Fig. 3: Simulation study using CORNETO’s capabilities for multi-sample FBA modelling. | Nature Machine Intelligence

Fig. 3: Simulation study using CORNETO’s capabilities for multi-sample FBA modelling.

From: Unifying multi-sample network inference from prior knowledge and omics data with CORNETO

Fig. 3

a, The number of different reactions selected using the single-sample sFBA (orange) versus CORNETO’s multi-sample sFBA (blue), constraining the optimal production of biomass to be a minimum (min.) of 90% (top), 50% (middle) and 10% (bottom) of the optimal attainable biomass for each sample, and for four different scenarios considering 2, 4, 8 and 16 samples. Each sample represents a single, simulated knockout (condition). For each scenario, we generated ten independent subsets of the specified size by randomly sampling conditions from the full pool of knockouts (n = 10 per boxplot). b, The average selection proportion of each reaction across different sample sizes (2, 4, 8 and 16 samples), where 1 indicates selection of the reaction in every case.

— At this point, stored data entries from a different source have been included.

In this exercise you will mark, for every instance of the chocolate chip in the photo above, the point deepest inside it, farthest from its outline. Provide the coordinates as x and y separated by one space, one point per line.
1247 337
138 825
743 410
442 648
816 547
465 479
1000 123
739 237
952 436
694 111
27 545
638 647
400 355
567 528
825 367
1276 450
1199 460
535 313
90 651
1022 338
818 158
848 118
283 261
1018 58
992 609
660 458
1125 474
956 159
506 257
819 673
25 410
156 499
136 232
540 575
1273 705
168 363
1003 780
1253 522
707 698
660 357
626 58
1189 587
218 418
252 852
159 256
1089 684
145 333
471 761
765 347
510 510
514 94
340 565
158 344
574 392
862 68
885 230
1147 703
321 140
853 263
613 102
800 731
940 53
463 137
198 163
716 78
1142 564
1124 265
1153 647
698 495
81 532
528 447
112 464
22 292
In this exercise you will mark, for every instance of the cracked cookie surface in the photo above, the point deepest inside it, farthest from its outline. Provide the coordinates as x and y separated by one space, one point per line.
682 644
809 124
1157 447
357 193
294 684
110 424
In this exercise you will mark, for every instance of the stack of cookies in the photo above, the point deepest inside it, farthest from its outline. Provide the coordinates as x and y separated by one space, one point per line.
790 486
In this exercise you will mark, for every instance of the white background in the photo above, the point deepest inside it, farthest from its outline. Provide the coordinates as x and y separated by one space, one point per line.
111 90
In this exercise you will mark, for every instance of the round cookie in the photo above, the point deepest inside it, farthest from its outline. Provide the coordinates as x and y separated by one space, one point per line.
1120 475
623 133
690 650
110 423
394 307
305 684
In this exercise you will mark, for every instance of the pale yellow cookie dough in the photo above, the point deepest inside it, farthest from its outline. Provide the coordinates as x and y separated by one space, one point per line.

Results are shown for the top 30 reactions with the greatest differences in selection frequency between the multi-sFBA and single-sFBA methods, under the minimum 90% biomass constraint setting. c, The performance of the sparse flux adjustment method leaving out different percentages of metabolic fluxes across samples, and under different Gaussian noise, for different regularization strengths (λ). The vertical dashed line indicates the baseline results for λ = 0.